Embora a rejeição 302 esteja ligada à situação do destinatário, o emissor da NF-e pode adotar medidas preventivas para reduzir significativamente a ocorrência desse problema.
Como funciona a consulta prévia automática de cadastro na Sefaz?
A realização de consultas cadastrais automáticas antes da emissão da NF-e permite verificar, em tempo real, a situação fiscal do destinatário. Essa prática evita a tentativa de emissão para empresas irregulares e reduz a ocorrência de notas denegadas.
Verificação de inscrição estadual ativa antes da emissão
Antes de emitir a NF-e, é recomendável confirmar se o destinatário possui:
- inscrição estadual ativa;
- habilitação para operar no estado de destino;
- situação regular nos cadastros estaduais.
Essa verificação é especialmente relevante em operações interestaduais.
Saiba mais: “Malha fina estadual: como evitar erros em notas fiscais“.
Como usar a tecnologia para bloquear envios a clientes irregulares?
Soluções tecnológicas podem ser configuradas para bloquear automaticamente a emissão de notas fiscais para destinatários que apresentem irregularidades cadastrais.

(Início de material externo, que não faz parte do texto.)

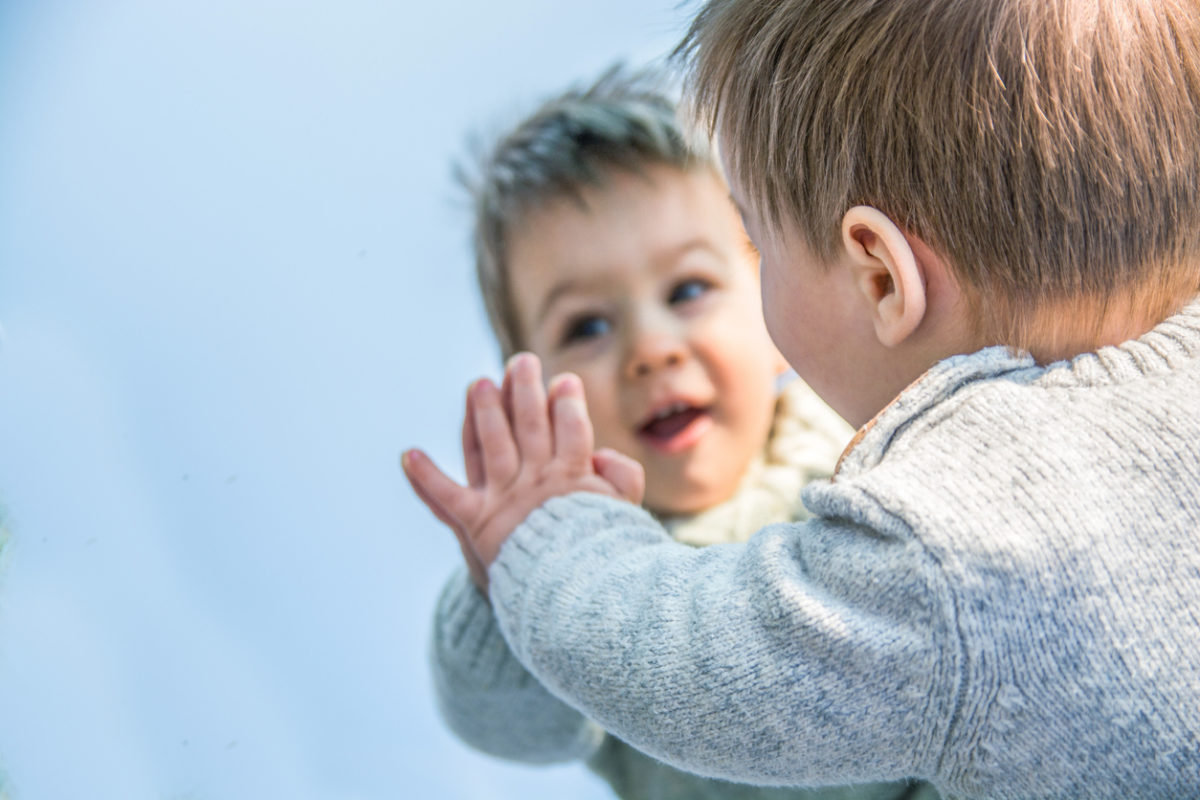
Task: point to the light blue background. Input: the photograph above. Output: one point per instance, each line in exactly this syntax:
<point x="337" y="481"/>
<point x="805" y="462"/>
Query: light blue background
<point x="234" y="283"/>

Esse tipo de controle interno fortalece o compliance fiscal e reduz riscos operacionais.
Confira também: “Como corrigir nota fiscal rejeitada: principais erros e soluções“.
Quais são as implicações jurídicas da denegação de uso?
A rejeição 302 não gera apenas efeitos operacionais, mas também implicações jurídicas relevantes para o emissor da NF-e.
Por que a nota denegada não pode ser cancelada ou reutilizada?
Como se trata de denegação de uso, a NF-e:
- não pode ser cancelada;
- não pode ter seu número reaproveitado;
- permanece registrada nos sistemas da SEFAZ.
Isso exige maior controle interno para evitar impactos na numeração fiscal e nos registros contábeis.
Se atualize: “Reforma Tributária e a neutralidade fiscal: o que significa?“
Existe risco de responsabilização conjunta para o emissor?
Embora a irregularidade seja do destinatário, a emissão reiterada de notas fiscais para empresas sabidamente irregulares pode expor o emissor a:
- questionamentos fiscais;
- riscos de responsabilização solidária, a depender do contexto da operação.
Por isso, o controle cadastral não é apenas uma boa prática, mas uma medida de mitigação de risco jurídico.
Não deixe de ler: “5 erros na emissão de notas fiscais durante a transição da Reforma Tributária“
Conclusão: controle cadastral como ferramenta de compliance
A Rejeição 302 evidencia a importância do controle cadastral prévio como parte essencial do compliance fiscal das empresas. Ao adotar rotinas de verificação automática, validação de inscrição estadual e bloqueio sistêmico de clientes irregulares, o emissor reduz riscos operacionais, evita retrabalho e se protege de potenciais consequências jurídicas.
Mais do que resolver erros pontuais, o tratamento adequado da rejeição 302 contribui para uma gestão fiscal mais segura, eficiente e alinhada às exigências da administração tributária.